Saturday, October 24, 2009

Online books on work-related subjects

A quick round-up of some recent good books, generously posted to the internets by their authors:

Noam Nisan, Tim Roughgarden, Eva Tardos, and Vijay V. Vazirani's Algorithmic Game Theory is a good introduction to algorithmic game theory, which explores the impact of computational cost on game-theoretic results. (At least that's how my game-theory-biased brain perceives AGT.)

Trevor Hastie, Robert Tibshirani, and Jerome Friedman's Elements of Statistical Learning, Second Edition. I haven't read this edition yet, but I have the first edition (on dead tree) and it is a very good book. This second edition will probably be even better.

David Easley and Jon Kleinberg's Networks, Crowds, and Markets summarize some important results of economics, graph theory, and computer science as they relate to, unsurprisingly, networks, crowds, and markets.

Christopher D. Manning, Prabhakar Raghavan and Hinrich Sch├╝tze's Introduction to Information Retrieval is a book on information retrieval. I've only read it lightly, but it appears to both illustrate the issues of large scale data retrieval and the current best practices clearly and with good detail.
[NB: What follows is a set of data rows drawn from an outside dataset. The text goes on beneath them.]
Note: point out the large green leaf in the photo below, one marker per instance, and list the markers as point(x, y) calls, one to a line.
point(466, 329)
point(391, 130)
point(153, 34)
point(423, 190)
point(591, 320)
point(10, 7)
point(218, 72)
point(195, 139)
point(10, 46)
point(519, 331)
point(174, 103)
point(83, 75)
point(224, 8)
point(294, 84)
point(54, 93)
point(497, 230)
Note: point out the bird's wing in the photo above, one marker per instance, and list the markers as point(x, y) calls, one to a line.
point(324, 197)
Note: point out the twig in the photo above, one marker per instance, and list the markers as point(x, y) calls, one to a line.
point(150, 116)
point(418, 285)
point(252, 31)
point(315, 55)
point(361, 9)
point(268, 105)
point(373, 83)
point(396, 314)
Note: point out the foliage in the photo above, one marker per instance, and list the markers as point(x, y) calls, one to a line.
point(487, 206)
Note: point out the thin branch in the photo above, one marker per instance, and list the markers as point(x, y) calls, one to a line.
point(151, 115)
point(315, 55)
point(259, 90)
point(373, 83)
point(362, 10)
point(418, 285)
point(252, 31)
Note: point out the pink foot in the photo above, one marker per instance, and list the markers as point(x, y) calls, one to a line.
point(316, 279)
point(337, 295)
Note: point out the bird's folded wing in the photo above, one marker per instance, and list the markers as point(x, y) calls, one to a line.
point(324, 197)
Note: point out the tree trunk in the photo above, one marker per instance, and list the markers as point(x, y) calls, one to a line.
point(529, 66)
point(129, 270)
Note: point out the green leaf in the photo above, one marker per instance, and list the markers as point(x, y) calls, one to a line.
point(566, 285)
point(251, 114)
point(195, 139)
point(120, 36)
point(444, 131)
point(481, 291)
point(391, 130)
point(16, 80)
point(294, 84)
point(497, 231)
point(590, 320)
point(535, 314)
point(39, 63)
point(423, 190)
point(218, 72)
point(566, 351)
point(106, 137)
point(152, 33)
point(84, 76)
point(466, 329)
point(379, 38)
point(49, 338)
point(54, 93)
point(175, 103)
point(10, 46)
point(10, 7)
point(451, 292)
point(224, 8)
Yes, these are work-related books, which sort of goes against my desire to keep work out of this personal blog. But sometimes one does these things even as one knows they go against one's blog's mission.

Monday, October 12, 2009

You're using that number wrongly!

Sometimes, when reading a statistics paper on economic or business matters, I feel a desire, nay, a moral obligation, to track down the authors and beat some sense into them with an econometrics tome. The latest edition of Greene's introductory graduate textbook, weighing in at 4lbs, would be a good choice. (I don't act on these feelings.)

That's probably similar to what statisticians feel when they see something like this stylized version of a discussion I read online. I stylized it so that it's short and doesn't identify the culprits or the forum.
Poster X: I'm never having children because one in four paternity tests show that the husband is not the father.

[Arguments over the "one in four" statistic. Number is acceptably sourced.]

Poster X: Since paternity fraud is one in four...
I couldn't read any more. Holy innumeracy!

Paternity fraud is not one in four, even if the number of failed paternity tests is one in four (by "failed" paternity test I mean that the presumed male parent is not the father).

Thinking like a statistician, I would question the extrapolation of the sample to the population: only a small set of parents test the paternity of their children; is the selection random?

Of course not. For a test to be done there's probably some doubt there. Maybe the child looks a little to much like mom's fitness trainer, for example. You know, the one with the muscles and the hair and the free time.

Econometricians are a subset of statisticians: they too build models over a foundation of probability theory. The subset-ing is on how they build models: typically beginning with a behavioral description of the process underlying the data, said description being based on economic theory.

An econometrician would suggest that the doubt has to be substantial. The costs are high: paying for the test, recriminations (on his part if it fails, on her part if it doesn't), and the general lack of trust that testing indicates. These costs are sure if the test is taken.

What are the benefits? If the test passes, there's guaranteed genetic continuity; but what happens if the test fails? Divorce? Strained relationship? These benefits are probabilistic, with the probability being an a-priori function of the lack of trust.

For a test to happen, the expected benefits have to outweigh the sure cost. So, either the probability of test failure is high or the father places a high differential value on genealogy vs. divorce/relationship strain.

My estimation: /* = guess */ the value of genetic continuity must be high enough to cover the sure costs in the "test passes" case, otherwise there wouldn't be any tests. How much more than the costs, I can't say. For the "test fails" case there's a secondary decision point. Value of divorce may be positive, since there was clear infidelity and attempted deception, but it may also be a net negative. Value of continued relationship given the failed test, positive or negative? I leave these questions to the philosophers and assume that, integrating over the space of possibilities, the value will be small in the "test fails" case.

So high probability will be the main reason for testing.

Using this inference, the rate of failed tests must be much higher than the actual rate of paternity fraud. The difference decreases with the value fathers place on accurate genealogy and with the availability of muscular long-haired fitness trainers.

(Predicting comparative statics is one of the advantages of always thinking in behavioral models.)

I see some potential here for an Exec-Ed exercise, but to pass the Gauleiters it must be gender-neutral. Huh.

Yes, Wrongly. Adverb, not adjective. Modifies "using," the verb, not "number," the noun. It's not the wrong number, it is the right number used for the wrong purpose. Used wrongly.